The demo runs in sdk-only mode and requires no OPENAI_API_KEY and no running gateway. The LocalPolicyEngine simulates gateway policy locally. Tools requiring approval are auto-denied offline because no approver is available.

Extending to a real agent

With an OPENAI_API_KEY set, you can extend main.py to create a real openai.agents.Agent with your FunctionTool instances. Agent Assembly's OpenAIAgentsPatch intercepts every tool call automatically once init_assembly() has run. To configure production mode, copy .env.example to .env and set AGENT_ASSEMBLY_GATEWAY_URL, AGENT_ASSEMBLY_API_KEY, and OPENAI_API_KEY.

Troubleshooting

Problem Fix
ModuleNotFoundError: agent_assembly Run uv sync first
ModuleNotFoundError: openai Run uv syncopenai-agents is a required dependency
ToolExecutionBlockedError in tests Expected — the deny/approval policy rules are intentional

Expected behavior

==============================================================
  Agent Assembly — OpenAI Agents SDK Demo
==============================================================

Initializing Agent Assembly (gateway: http://localhost:8080, sdk-only mode)...
  Agent:    openai-agents-demo
  Gateway:  http://localhost:8080
  Mode:     sdk-only (offline demo)

Policy rules (local simulation of gateway policy):
  DENY      — delete_record, drop_table  (destructive data ops)
  APPROVAL  — send_message_to_user, trigger_payment
  ALLOW     — everything else

Running governed tool calls:
--------------------------------------------
  → search_documents({"query": "agent governance best practices"})
     ✅ ALLOWED  — 📄 Search results for 'agent governance best practices': ...

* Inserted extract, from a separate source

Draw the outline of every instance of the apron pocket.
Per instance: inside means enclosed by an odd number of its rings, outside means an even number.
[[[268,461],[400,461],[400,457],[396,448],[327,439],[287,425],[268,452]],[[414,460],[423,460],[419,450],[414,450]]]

  → send_message_to_user({"user_id": "u-001", "message": "Your report is ready."})
     ❌ BLOCKED  — Tool 'send_message_to_user' requires approval, but no approver is available in offline mode.

  → delete_record({"record_id": "rec-7829"})
     ❌ BLOCKED  — Tool 'delete_record' is permanently blocked by policy rule 'deny_destructive_data_ops'.